彼はその危険を見て取り、またその危険を冒すだけの自信を感じなかったので、マンハイム家を訪れるのをにわかにやめた。幾度も招かれたが、理由も述べずに断わった。彼はその時までいつも熱心に来たがってばかりいたので、かく急激な変化は人目についた。人々はそれを彼の「風変わりな性質」のゆえだとした。しかしマンハイム家の三人は一人として、ユーディットの美しい眼がそれに関係あることを疑わなかった。そしてこのことは、食卓でロタールとフランツとの揶揄《からかい》の種となった。ユーディットは肩をそびやかしながら、見事な征服でしょうと言った。そして冷やかに兄へ向かって、「冗談もいい加減にしてください」と頼んだ。しかし彼女はクリストフがまたやって来るようにと種々仕向けた。だれに聞いてもわからないある音楽上の質疑を解いてくれという口実で、彼に手紙を書いた。そして手紙の終わりに、彼があまりやって来ないことや彼に会うのを楽しみとしてることなどを、親しげにそれとなく匂《にお》わした。クリストフは返事を書き、質疑に答え、多忙なことを告げ、そして姿を見せなかった。二人は時々芝居で出会うことがあった。クリストフは執拗《しつよう》に、マンハイム家の桟敷《さじき》から眼をそらした。そして最もあでやかな笑顔を彼に見せようとしてるユーディットに、気づかないふうを装《よそお》った。彼女は固執しなかった。そして彼に愛着してはいなかったので、この少壮芸術家からまったく無駄《むだ》な骨折りをさせられたことを、不都合だと考えた。彼はまた来たくなったら来るだろう。来たくなかったら――なあに、そんな者は来なくても構わない……。

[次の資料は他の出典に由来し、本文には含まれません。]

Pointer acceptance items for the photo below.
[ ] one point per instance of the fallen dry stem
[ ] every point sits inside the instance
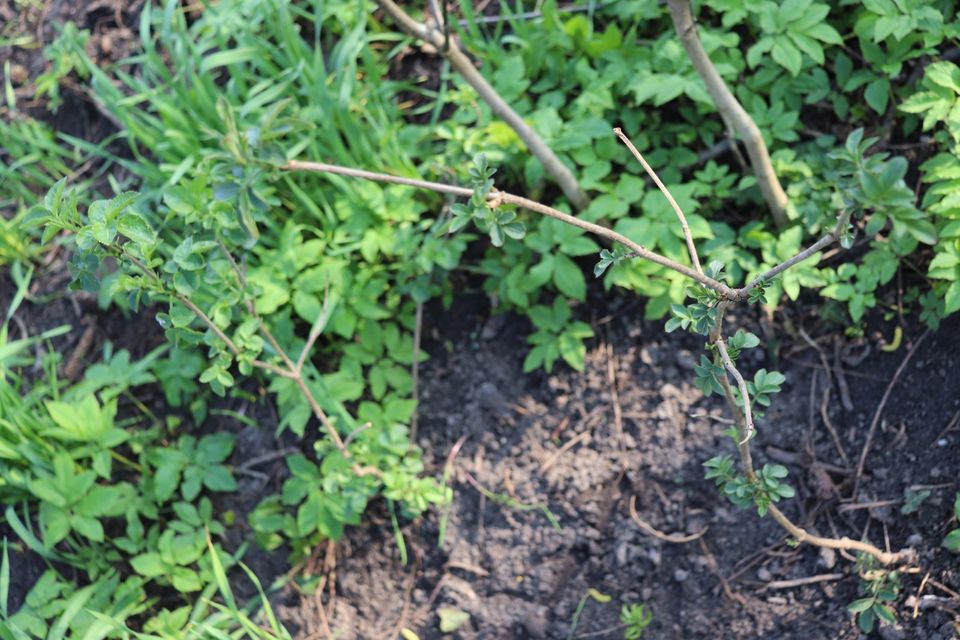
(448, 48)
(502, 197)
(876, 416)
(691, 247)
(728, 296)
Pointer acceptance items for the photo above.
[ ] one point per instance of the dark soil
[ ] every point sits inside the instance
(555, 440)
(519, 577)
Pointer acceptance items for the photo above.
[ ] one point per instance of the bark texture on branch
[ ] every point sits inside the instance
(732, 112)
(447, 47)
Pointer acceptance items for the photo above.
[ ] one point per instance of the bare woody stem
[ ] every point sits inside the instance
(502, 197)
(447, 47)
(731, 110)
(741, 411)
(691, 246)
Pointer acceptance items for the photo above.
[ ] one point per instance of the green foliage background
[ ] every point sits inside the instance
(210, 110)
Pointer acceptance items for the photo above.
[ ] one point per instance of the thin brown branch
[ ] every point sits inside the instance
(844, 543)
(415, 369)
(800, 582)
(748, 428)
(691, 247)
(316, 329)
(502, 197)
(675, 538)
(876, 416)
(731, 110)
(448, 48)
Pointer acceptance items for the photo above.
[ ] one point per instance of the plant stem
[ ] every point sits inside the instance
(691, 246)
(731, 110)
(501, 197)
(448, 48)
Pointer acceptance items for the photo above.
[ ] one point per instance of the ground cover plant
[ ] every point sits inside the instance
(272, 277)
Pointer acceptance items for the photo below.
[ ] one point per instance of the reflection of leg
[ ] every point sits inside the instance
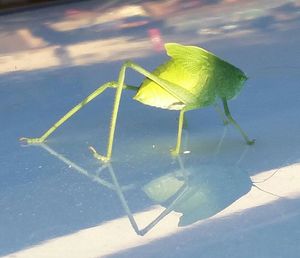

彼が来なくてもよかった。実際彼がいなくても、マンハイム家の夜会には大きな穴があかなかった。しかしユーディットは、心にもなくクリストフに恨みをいだいた。彼がそばにいる時には、彼女は彼を気にかけなくてもそれを当然だと思っていた。そして彼がそれを不快に思ってる様子を示しても、許してやっていた。しかしその不快の念があらゆる関係を破るまでに進んだことは、馬鹿げた傲慢《ごうまん》心と恋心よりもいっそう利己的な心とのゆえだと、彼女には思われた。――ユーディットは自分と同じ欠点を他人がもっている場合には、その欠点を許容しなかった。
それでも彼女は、クリストフがなすことや書くものをいっそうの注意で見守《みまも》った。様子にはそれと見せずに、好んで兄にその話をさした。クリストフとともに過ごした一日じゅうの会話を、兄に語らした。その話の合い間に、皮肉な意見をはさんで、一つの滑稽《こっけい》な点をも容赦せずに取り上げ、かくて次第に、クリストフにたいするフランツの感激をさましていった。フランツはそれに気づかなかった。
最初の間、雑誌では万事うまくいった。クリストフはまだ、同人らの凡庸さを洞見《どうけん》していなかった。そして彼らの方は、クリストフが仲間であるから、その天才を認めていた。彼を見出したマンハイムは、彼の書いたものを何一つ読んだこともないのに、どこへ行っても、クリストフは立派な批評家で、これまではおのれの天職を思い誤っていたが、自分マンハイムが彼に真の天職を示してやったのだと、いつもくり返し吹聴《ふいちょう》した。一同は彼の書く物を、好奇心をそそるような奇体な言葉で予告した。そして彼の最初の論説は実際、この小さな町の無気力な雰囲気《ふんいき》の中では、家鴨《あひる》の沼の中に落ちた一個の石のごときものだった。それは音楽の過剰[#「音楽の過剰」に傍点]と題されていた。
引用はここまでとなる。